Sabar, Mariah
(2019)
Parametric And Non-Parametric Techniques In Estimating Technical Efficiency Of Crude Palm Oil Production In Malaysia.
Masters thesis, Universiti Sains Malaysia.
Abstract
The main purpose of this study is to apply parametric and non-parametric techniques in evaluating the technical efficiency (TE) of crude palm oil (CPO) production by the states in Malaysia. To achieve this, the parametric stochastic frontier analysis (SFA) approach as well as the non-parametric data envelopment analysis (DEA) and stochastic data envelopment analysis (SDEA) methods were applied. This study involves a panel data consisting of 12 CPO producing states in Malaysia, over a 18 year time period from year 1999 to 2016. The output variable chosen was the annual CPO production and the input variables considered were plantation area, fruit mill capacity, labour and time variable.
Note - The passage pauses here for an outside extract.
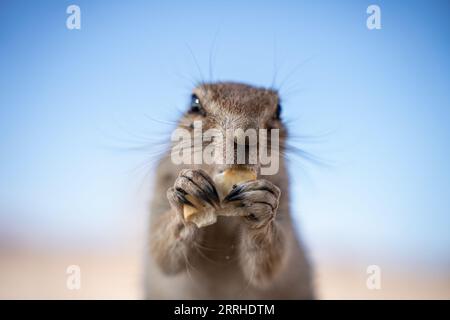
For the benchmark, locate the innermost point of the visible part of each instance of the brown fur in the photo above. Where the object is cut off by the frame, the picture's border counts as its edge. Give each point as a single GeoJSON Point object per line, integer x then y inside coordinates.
{"type": "Point", "coordinates": [238, 257]}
We found fruit mill capacity, labour and time as input variables that significantly affect the level of CPO output. Plantation area was proven to be statistically insignificant. Technical efficiency was found to be increasing over time. It was also found that the inefficiencies in the industry were mainly caused by ‘pure’ technical inefficiency rather than scale inefficiency. The outputs produced from SFA, DEA and SDEA were compared. The overall mean TE of SFA, DEA and SDEA are 0.79, 0.88 and 0.97 respectively. It was found that DEA produced efficiency values that have weak positive correlation to both the efficiency scores produce from SFA and SDEA. Meanwhile, the results from SFA and SDEA were uncorrelated. We discovered that the choice of technique in efficiency measurement greatly influences the efficiency values estimated and the efficiency rankings of the states.